Complete step by step solution:
According to the problem, we have to find the average price of the lunch excluding the gratuity.
Thus, we will use the percentage formula and the basic mathematical rule to get the solution.
The total price of the lunch is equal to $\$207.00$ ----- (1)
Number of people are 15 ----- (2)
Gratuity of the service is equal to 115% ------ (3)
Let the actual price of the lunch is equal to x ------- (4)
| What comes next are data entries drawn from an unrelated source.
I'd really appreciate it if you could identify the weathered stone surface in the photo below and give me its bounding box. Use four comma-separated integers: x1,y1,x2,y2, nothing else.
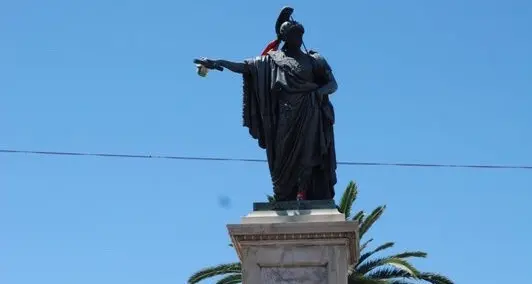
228,208,359,283
261,267,328,284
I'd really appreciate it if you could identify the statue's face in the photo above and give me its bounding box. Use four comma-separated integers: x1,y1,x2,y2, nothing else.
285,29,303,50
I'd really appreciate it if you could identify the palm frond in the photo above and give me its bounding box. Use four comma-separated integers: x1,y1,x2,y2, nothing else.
372,242,394,253
338,181,358,218
359,205,386,238
347,275,388,284
354,256,386,275
392,251,427,259
358,242,394,265
352,210,365,224
383,258,421,278
365,267,410,279
356,257,420,277
359,238,374,252
419,272,455,284
216,273,242,284
188,262,241,283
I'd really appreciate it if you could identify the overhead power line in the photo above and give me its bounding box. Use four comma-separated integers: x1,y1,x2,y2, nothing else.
1,149,531,170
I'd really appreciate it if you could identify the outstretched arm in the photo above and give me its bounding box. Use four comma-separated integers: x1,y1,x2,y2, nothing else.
197,57,247,74
216,60,246,74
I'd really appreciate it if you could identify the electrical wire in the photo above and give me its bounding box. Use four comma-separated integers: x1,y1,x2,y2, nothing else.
1,149,531,170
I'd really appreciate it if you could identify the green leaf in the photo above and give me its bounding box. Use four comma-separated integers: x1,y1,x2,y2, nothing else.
371,242,394,254
347,274,388,284
188,262,241,283
347,275,388,284
355,257,385,275
216,274,242,284
382,258,420,278
356,257,419,276
339,181,358,218
392,251,427,259
419,272,455,284
352,210,365,224
365,267,411,279
358,242,394,265
359,238,374,252
359,205,386,238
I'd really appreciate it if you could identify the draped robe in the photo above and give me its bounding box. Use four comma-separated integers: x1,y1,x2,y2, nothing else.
242,49,337,201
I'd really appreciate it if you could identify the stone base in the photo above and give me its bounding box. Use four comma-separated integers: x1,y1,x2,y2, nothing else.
227,206,359,284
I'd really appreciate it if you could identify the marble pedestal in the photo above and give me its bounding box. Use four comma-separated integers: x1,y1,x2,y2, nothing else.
227,201,359,284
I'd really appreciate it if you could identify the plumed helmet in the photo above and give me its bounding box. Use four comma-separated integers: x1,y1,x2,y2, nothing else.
279,21,305,41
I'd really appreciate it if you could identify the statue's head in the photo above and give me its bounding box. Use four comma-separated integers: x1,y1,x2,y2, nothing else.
280,21,304,50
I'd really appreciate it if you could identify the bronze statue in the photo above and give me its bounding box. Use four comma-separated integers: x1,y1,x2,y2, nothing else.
195,7,338,202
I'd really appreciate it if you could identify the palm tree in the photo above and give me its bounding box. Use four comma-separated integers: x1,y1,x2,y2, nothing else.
188,181,453,284
339,182,453,284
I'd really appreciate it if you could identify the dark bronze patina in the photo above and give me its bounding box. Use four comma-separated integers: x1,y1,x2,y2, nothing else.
195,7,339,202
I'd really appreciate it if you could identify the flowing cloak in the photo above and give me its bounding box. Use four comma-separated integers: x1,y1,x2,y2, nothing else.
242,49,337,200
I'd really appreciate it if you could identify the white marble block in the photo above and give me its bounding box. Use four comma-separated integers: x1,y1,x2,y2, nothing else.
227,208,359,284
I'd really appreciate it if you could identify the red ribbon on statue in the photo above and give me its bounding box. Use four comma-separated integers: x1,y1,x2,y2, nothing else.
261,39,280,56
297,191,307,201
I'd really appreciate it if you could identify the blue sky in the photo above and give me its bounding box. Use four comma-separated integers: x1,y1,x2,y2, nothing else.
1,0,531,283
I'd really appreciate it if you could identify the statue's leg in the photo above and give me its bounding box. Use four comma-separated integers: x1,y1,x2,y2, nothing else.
274,185,299,201
305,166,334,201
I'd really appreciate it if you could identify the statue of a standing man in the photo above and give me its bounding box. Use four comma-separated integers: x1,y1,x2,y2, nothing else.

Now, we will first convert the percentage into decimal that is we will remove the percentage sign by dividing equation (3) by 100, we get
$\Rightarrow 115%=\dfrac{115}{100}$
Therefore, we get
$\Rightarrow 115%=1.15$ ---------- (5)
Now, we will use the formula $\text{actual price of the lunch}\times \text{gratuity of the service=total price of the lunch}$, that is we will put the value of equation (1), (4), and (5) in the above formula, we get
$\Rightarrow x\times 1.15=\$207.00$
Now, we will divide 1.15 on both sides in the above equation, we get
$\Rightarrow \dfrac{x\times 1.15}{1.15}=\dfrac{\$207.00}{1.15}$
Therefore, we get
$\Rightarrow x=\$180$ --------- (6)
Therefore, we will divide the total number of people and the actual price of lunch, that is equation (6) and (2), we get
$\Rightarrow \text{average price of the lunch=}\dfrac{\$180}{15}$
On further solving the above division, we get
$\Rightarrow \text{average price of the lunch= }\${12}$
Therefore, the average price per person, excluding the gratuity is equal to $\$12$ that is option (B) is correct.

Note: While solving this problem, do step by step calculation, to avoid error and mathematical error. Do not forget to mention the standard units with the solution to get the accurate answer.